Methods 2‐arm active‐controlled randomised trial
Participants 200 women were randomised in a hospital setting in India. The population comprised women of parity 4 or less, a singleton pregnancy, at low risk for PPH, who delivered by vaginal delivery. Exclusion criteria comprised women undergoing caesarean section, or those with cardiac disorder in pregnancy, uterine tumour in pregnancy, secondary PPH, grand multiparity (not defined), multiple pregnancy, polyhydramnios, anaemia, coagulopathy, antepartum haemorrhage, previous PPH, prolonged labour, precipitate labour or known allergic or hypersensitivity reaction to prostaglandins.
Interventions 10 IU of oxytocin administered by an IV infusion versus 800 mcg of misoprostol administered rectally
Outcomes The study recorded the following outcomes: PPH at 500; PPH at 1000; additional uterotonics; transfusion; blood loss (mL); diarrhoea; nausea; fever; shivering.
Notes Contact with study authors for additional information: no. Additional data from authors: no
Risk of bias
Bias Authors' judgement Support for judgement
Random sequence generation (selection bias) Unclear risk Used simple random sampling.
Allocation concealment (selection bias) Unclear risk Allocation concealment was not reported.
Blinding of participants and personnel (performance bias) 
 All outcomes Unclear risk Study participants and caregivers were not blinded to treatment allocations.
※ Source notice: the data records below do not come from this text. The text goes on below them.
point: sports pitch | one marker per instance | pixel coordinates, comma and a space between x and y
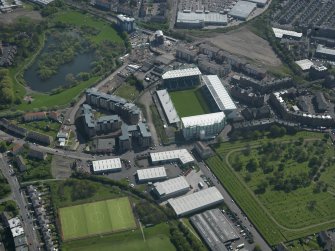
189, 102
96, 218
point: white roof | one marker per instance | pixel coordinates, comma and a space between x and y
219, 92
106, 164
169, 109
182, 154
171, 186
151, 173
17, 231
182, 73
14, 222
203, 120
279, 33
242, 9
304, 64
196, 201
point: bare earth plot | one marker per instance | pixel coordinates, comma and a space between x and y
243, 42
8, 18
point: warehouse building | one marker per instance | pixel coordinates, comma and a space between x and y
151, 174
181, 79
215, 229
200, 19
196, 202
171, 188
168, 107
106, 165
180, 155
242, 10
217, 94
205, 126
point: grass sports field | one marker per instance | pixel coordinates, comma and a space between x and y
96, 218
189, 102
280, 215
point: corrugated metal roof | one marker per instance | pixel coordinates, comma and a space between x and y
203, 120
219, 92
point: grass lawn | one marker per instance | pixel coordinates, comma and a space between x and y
189, 102
156, 238
96, 218
279, 215
127, 91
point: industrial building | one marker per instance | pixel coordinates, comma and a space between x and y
125, 23
181, 79
171, 188
215, 229
196, 202
151, 174
106, 165
200, 19
180, 155
242, 10
280, 33
168, 107
217, 94
205, 126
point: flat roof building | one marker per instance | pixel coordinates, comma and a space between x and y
107, 165
151, 174
168, 107
242, 10
196, 202
181, 155
219, 95
171, 188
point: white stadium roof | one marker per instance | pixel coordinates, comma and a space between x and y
169, 109
242, 9
182, 154
219, 92
279, 33
304, 64
171, 186
203, 120
106, 165
182, 73
151, 173
196, 201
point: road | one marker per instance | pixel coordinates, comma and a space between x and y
27, 223
234, 208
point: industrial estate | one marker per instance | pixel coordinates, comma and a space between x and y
167, 125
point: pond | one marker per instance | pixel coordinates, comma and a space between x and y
80, 63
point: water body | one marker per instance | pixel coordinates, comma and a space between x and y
81, 63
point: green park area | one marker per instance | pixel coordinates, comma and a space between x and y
189, 102
284, 184
152, 239
96, 218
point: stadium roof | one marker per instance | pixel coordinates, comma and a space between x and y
207, 18
324, 50
196, 201
242, 9
106, 165
181, 154
304, 64
151, 173
169, 109
219, 92
171, 186
279, 33
182, 73
203, 120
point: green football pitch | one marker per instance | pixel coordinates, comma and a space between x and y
96, 218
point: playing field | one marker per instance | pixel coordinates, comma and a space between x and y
189, 102
96, 218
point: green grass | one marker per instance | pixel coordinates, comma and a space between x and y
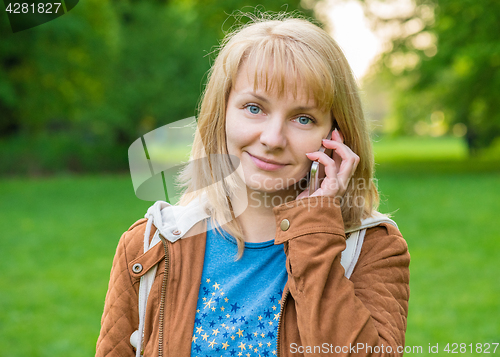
59, 236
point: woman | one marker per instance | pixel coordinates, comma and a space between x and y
250, 262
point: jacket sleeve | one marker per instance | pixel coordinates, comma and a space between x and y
365, 315
120, 317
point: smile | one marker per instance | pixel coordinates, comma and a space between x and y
266, 164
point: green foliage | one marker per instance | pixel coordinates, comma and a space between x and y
77, 91
443, 68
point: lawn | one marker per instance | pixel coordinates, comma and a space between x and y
59, 236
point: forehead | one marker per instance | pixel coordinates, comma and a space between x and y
283, 74
251, 79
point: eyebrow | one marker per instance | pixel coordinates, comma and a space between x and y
267, 101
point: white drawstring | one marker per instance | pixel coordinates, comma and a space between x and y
142, 293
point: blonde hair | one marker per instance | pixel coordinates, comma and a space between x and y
300, 52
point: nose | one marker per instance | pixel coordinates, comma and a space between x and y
272, 135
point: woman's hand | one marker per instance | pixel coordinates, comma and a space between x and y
338, 170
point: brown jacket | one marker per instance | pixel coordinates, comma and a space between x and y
323, 312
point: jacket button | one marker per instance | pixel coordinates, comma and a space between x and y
285, 224
137, 268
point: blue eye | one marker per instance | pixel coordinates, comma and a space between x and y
304, 120
253, 109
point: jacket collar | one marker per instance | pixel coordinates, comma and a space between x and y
173, 222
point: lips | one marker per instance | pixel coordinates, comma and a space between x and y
266, 164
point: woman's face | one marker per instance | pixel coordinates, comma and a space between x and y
271, 134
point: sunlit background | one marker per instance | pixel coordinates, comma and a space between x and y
76, 92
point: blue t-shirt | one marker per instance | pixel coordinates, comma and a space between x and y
238, 305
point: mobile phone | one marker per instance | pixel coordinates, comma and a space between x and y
317, 173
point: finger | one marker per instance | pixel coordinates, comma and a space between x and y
329, 185
349, 161
337, 136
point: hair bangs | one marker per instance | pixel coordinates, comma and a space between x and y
281, 65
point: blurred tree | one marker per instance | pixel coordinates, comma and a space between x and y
442, 64
77, 91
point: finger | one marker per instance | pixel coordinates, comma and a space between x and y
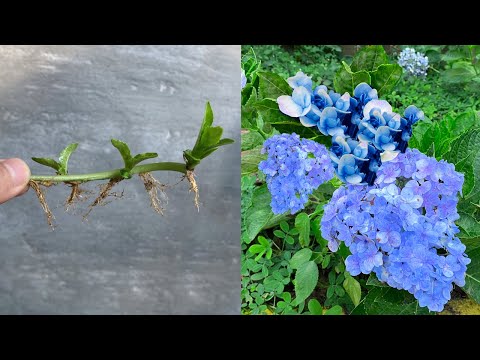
14, 177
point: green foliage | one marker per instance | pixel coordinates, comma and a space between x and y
389, 301
302, 276
319, 61
61, 166
129, 161
208, 140
346, 80
370, 65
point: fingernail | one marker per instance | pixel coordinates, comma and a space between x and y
19, 171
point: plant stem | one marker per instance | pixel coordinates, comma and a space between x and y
113, 174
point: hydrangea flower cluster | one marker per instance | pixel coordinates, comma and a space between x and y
294, 169
402, 228
414, 63
365, 131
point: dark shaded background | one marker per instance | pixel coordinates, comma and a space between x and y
126, 259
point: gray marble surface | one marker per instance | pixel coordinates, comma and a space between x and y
125, 259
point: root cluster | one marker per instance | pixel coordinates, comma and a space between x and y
41, 198
104, 193
154, 189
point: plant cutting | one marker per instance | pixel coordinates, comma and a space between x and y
388, 197
209, 140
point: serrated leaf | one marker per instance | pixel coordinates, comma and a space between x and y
284, 226
369, 58
472, 278
272, 86
353, 289
65, 156
300, 257
47, 162
345, 80
314, 307
251, 139
334, 310
458, 75
302, 224
386, 77
259, 213
389, 301
206, 123
373, 281
208, 140
142, 157
306, 279
125, 152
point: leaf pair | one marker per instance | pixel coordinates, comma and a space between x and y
61, 166
370, 65
129, 161
209, 140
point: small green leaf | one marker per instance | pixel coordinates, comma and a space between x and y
352, 287
302, 223
331, 277
263, 241
272, 86
48, 162
306, 280
287, 297
386, 77
142, 157
326, 261
373, 281
345, 80
369, 58
472, 278
389, 301
259, 256
314, 307
251, 139
301, 257
65, 156
125, 152
208, 140
284, 226
256, 248
289, 240
330, 291
334, 310
339, 291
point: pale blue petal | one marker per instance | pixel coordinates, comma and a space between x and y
289, 107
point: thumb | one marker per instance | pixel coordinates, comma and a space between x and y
14, 176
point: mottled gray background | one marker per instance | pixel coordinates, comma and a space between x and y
126, 259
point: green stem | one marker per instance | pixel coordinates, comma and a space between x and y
113, 174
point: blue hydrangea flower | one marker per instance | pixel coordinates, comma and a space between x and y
361, 118
413, 63
329, 123
294, 168
403, 231
300, 79
299, 104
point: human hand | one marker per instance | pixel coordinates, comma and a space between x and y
14, 177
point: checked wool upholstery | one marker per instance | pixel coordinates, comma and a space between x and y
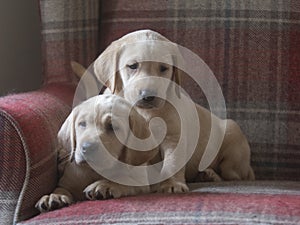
253, 49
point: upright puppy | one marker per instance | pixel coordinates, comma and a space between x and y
89, 131
138, 66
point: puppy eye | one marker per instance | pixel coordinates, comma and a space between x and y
110, 127
163, 68
82, 124
133, 66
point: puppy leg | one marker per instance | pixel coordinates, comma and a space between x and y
176, 183
56, 200
104, 189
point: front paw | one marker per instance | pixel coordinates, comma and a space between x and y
104, 189
52, 202
172, 186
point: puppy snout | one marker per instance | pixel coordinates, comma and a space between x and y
88, 146
148, 95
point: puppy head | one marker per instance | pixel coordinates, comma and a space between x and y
133, 60
96, 123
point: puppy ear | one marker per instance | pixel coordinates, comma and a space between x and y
139, 129
67, 135
106, 67
138, 125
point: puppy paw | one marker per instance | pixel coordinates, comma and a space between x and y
52, 202
172, 186
104, 189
Blinding of outcome assessment (detection bias) 
 All outcomes Unclear risk Assessor blinding was not reported.
Objective assessment of blood loss Unclear risk Methods of appraising blood loss were not reported.
Incomplete outcome data (attrition bias) 
 All outcomes Unclear risk The study authors did not mention any incomplete outcome data.
Selective reporting (reporting bias) Unclear risk The protocol of the study was unavailable for verification.
Intention to treat analysis Unclear risk The authors did not specify whether all those who were enrolled and randomly allocated to treatment were included in the analysis, in the groups to which they were randomised.
Funding source Unclear risk Source(s) of funding for the study were not reported.